Date of this Version

12-2001

Document Type

Article

Citation

Documentary Editing, Volume 23, Number 4, December 2001.

ISSN 2476-1796 (electronic); ISSN 2167-1451 (print)

Comments

2001 © the Association for Documentary Editing. Used by permission.

Abstract

Professor Burkhardt's detailed and exhaustive analysis of this curious letter has provided a classic case of the kind of problems one might face in textual editing. My own interest in this letter was first generated during my editing of the Hunterian lectures of Darwin's contemporary, Richard Owen. It also relates to my long-term interest in the importance of Darwin's work on invertebrate organisms and its relevance to the origins of his evolutionary theory. This work commenced during his early years in Edinburgh and persisted through the Beagle years and even beyond into his eight years of study of the barnacles. I have also been concerned to determine with more precision the degree to which he may have attended Richard Owen's Hunterian lectures in Comparative Anatomy, delivered at the Royal College of Surgeons in London, that commenced in May 1837 and ran in a yearly series until 1855. These lectures dealt both with topics related to comparative anatomy and also with functional issues, particularly those surrounding the generation of organisms, a subject that formed a prominent focus of display in the Hunterian galleries.
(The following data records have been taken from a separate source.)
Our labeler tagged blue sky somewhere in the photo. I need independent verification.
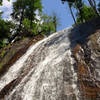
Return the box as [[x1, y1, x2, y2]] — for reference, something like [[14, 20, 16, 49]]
[[0, 0, 99, 31]]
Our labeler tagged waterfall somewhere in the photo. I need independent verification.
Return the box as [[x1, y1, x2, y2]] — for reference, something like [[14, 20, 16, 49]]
[[0, 27, 80, 100]]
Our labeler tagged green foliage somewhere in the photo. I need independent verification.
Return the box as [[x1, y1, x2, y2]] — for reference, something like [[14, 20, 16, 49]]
[[25, 0, 42, 27], [11, 0, 43, 38], [22, 12, 60, 36], [22, 18, 39, 36], [31, 23, 39, 35], [0, 0, 59, 49], [0, 1, 14, 47], [82, 5, 96, 20], [12, 0, 42, 29], [23, 18, 30, 29], [0, 19, 10, 39], [0, 17, 14, 48], [76, 4, 96, 24], [87, 0, 99, 16], [40, 14, 56, 35]]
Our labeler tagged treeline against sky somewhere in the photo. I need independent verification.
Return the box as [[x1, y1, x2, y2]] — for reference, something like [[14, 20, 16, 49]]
[[61, 0, 100, 24]]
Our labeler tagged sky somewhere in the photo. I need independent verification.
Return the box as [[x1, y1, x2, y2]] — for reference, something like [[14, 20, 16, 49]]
[[0, 0, 99, 31]]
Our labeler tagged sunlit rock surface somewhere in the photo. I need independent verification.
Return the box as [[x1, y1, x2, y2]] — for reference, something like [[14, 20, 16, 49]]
[[0, 18, 100, 100]]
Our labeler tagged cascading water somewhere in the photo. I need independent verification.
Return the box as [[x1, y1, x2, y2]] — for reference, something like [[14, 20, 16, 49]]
[[0, 27, 82, 100]]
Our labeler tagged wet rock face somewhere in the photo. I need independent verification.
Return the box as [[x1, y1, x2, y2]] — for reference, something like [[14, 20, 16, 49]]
[[0, 28, 80, 100], [73, 30, 100, 100], [88, 31, 100, 83], [0, 18, 100, 100]]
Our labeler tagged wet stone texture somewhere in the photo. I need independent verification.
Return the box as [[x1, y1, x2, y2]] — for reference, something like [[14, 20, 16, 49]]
[[0, 27, 80, 100], [0, 18, 100, 100]]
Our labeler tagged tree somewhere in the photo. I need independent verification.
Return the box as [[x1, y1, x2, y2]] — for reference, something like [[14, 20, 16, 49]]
[[36, 13, 60, 36], [76, 4, 96, 24], [22, 18, 39, 36], [40, 14, 55, 35], [0, 0, 15, 46], [12, 0, 27, 33], [62, 0, 84, 23], [74, 0, 84, 23], [68, 2, 76, 24], [52, 12, 60, 32], [87, 0, 99, 16], [12, 0, 42, 37], [61, 0, 98, 24], [0, 18, 13, 48]]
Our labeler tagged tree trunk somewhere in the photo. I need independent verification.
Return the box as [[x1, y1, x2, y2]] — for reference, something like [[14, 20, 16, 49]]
[[68, 3, 76, 25]]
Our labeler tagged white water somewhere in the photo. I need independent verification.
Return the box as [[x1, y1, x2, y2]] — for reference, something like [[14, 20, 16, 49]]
[[0, 27, 80, 100]]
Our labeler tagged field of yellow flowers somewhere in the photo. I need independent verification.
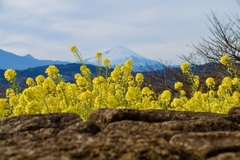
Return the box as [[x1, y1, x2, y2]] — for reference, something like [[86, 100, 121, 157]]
[[0, 46, 239, 120]]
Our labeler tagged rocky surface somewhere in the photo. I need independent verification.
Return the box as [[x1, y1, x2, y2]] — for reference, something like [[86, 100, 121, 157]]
[[0, 107, 239, 160]]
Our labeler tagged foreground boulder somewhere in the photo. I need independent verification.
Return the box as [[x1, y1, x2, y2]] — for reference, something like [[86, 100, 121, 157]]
[[0, 108, 239, 160]]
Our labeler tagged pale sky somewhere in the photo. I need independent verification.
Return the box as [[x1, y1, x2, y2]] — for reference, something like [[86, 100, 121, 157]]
[[0, 0, 239, 65]]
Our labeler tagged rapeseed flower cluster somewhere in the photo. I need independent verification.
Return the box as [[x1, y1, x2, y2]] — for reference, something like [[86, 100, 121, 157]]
[[220, 55, 231, 66], [180, 61, 200, 95], [170, 55, 240, 113], [0, 49, 239, 120], [4, 69, 17, 81], [180, 62, 191, 73], [220, 55, 239, 77], [206, 77, 215, 89]]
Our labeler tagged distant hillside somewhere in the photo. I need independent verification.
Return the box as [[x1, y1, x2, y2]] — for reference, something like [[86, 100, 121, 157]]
[[0, 63, 108, 84], [0, 49, 69, 70], [0, 47, 164, 72]]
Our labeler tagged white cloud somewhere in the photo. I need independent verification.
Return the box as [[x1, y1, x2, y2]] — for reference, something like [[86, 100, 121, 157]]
[[0, 0, 239, 64]]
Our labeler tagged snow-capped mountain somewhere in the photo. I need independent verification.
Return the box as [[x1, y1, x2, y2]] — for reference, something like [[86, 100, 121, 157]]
[[84, 46, 162, 72], [0, 49, 69, 70]]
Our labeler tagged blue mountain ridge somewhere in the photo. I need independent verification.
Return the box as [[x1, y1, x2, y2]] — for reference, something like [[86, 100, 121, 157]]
[[0, 46, 166, 71], [0, 49, 70, 70]]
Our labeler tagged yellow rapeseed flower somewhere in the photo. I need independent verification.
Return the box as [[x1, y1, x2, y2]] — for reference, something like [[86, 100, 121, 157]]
[[193, 76, 200, 86], [93, 76, 105, 85], [208, 90, 216, 98], [26, 78, 35, 87], [206, 77, 215, 88], [160, 90, 172, 100], [74, 73, 81, 80], [126, 87, 141, 102], [171, 98, 185, 109], [174, 82, 183, 90], [23, 87, 35, 102], [70, 45, 78, 54], [95, 52, 102, 59], [4, 69, 17, 81], [111, 65, 122, 82], [0, 99, 7, 118], [102, 58, 111, 67], [70, 45, 85, 64], [35, 75, 45, 85], [180, 62, 191, 73], [45, 65, 59, 77], [107, 94, 118, 107], [42, 77, 56, 91], [220, 55, 231, 66], [233, 91, 240, 99], [121, 60, 133, 74], [78, 90, 93, 101], [9, 96, 18, 107], [76, 75, 88, 87], [179, 90, 186, 96], [141, 87, 153, 96], [135, 73, 144, 84], [232, 78, 239, 85], [6, 88, 15, 98], [0, 99, 6, 109], [80, 65, 91, 78], [25, 101, 41, 114], [127, 75, 135, 86], [222, 77, 232, 87]]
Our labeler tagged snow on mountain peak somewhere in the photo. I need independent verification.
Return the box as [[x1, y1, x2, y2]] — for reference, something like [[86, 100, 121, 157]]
[[84, 46, 161, 72], [105, 45, 138, 56], [102, 45, 145, 63]]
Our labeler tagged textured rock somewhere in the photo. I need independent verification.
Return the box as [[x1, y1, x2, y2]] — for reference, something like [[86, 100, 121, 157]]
[[0, 108, 239, 159], [207, 152, 240, 160], [228, 106, 240, 115], [0, 113, 100, 160], [169, 131, 240, 159], [88, 108, 227, 129]]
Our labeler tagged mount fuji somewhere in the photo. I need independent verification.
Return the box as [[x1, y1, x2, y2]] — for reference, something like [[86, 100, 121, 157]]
[[84, 46, 162, 72]]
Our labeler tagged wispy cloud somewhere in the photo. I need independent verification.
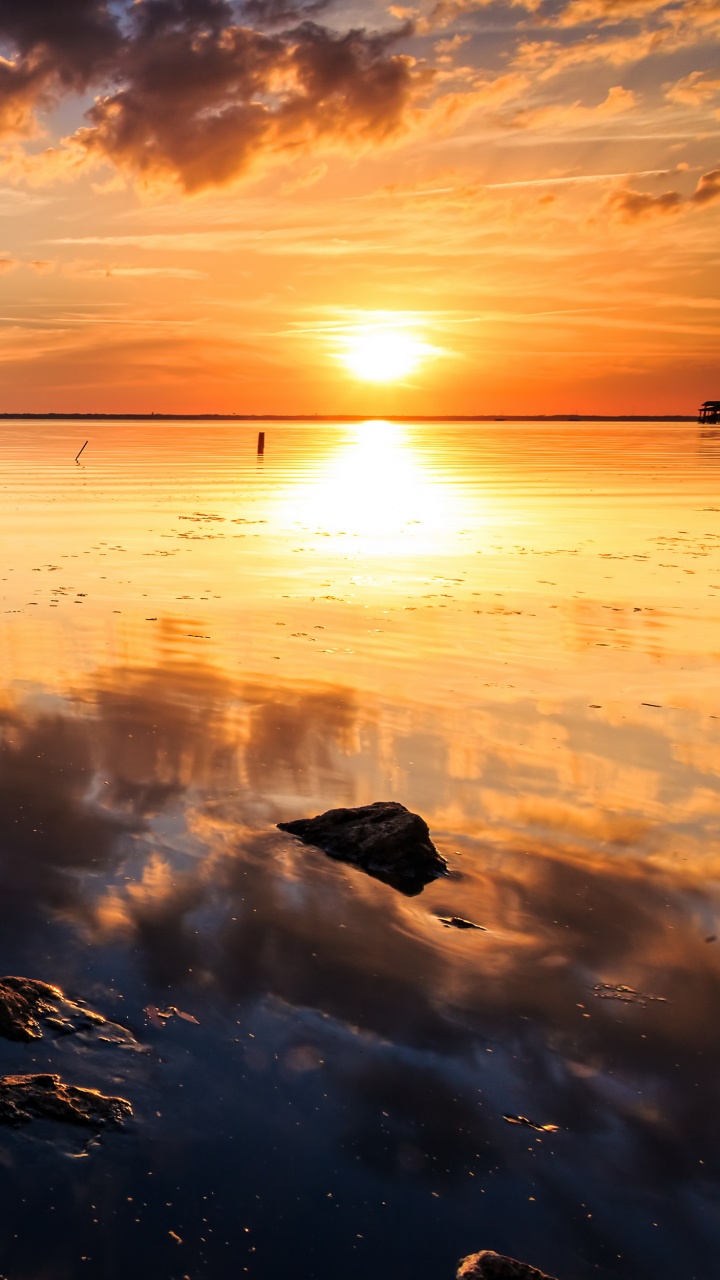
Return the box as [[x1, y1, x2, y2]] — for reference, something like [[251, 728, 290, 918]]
[[509, 84, 638, 130], [665, 69, 720, 108]]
The existence of this letter, dated at least by watermark to 1840 or beyond, and the topic of Owen's 1840 lecture series on the generation of animals, including the generation of insects, suggests a plausible context for the letter, although the letter does not specifically mention the lecture series itself. The 1840 series consisted of a sequence of twenty-four lectures on animal generation and reproduction that commenced on Tuesday, April 21 , 1840, and ran each Tuesday, Thursday, and Saturday until Saturday, June 13. On my initial assumption that this was a genuine Darwin letter, it suggested that Darwin might well have attended this series of lectures.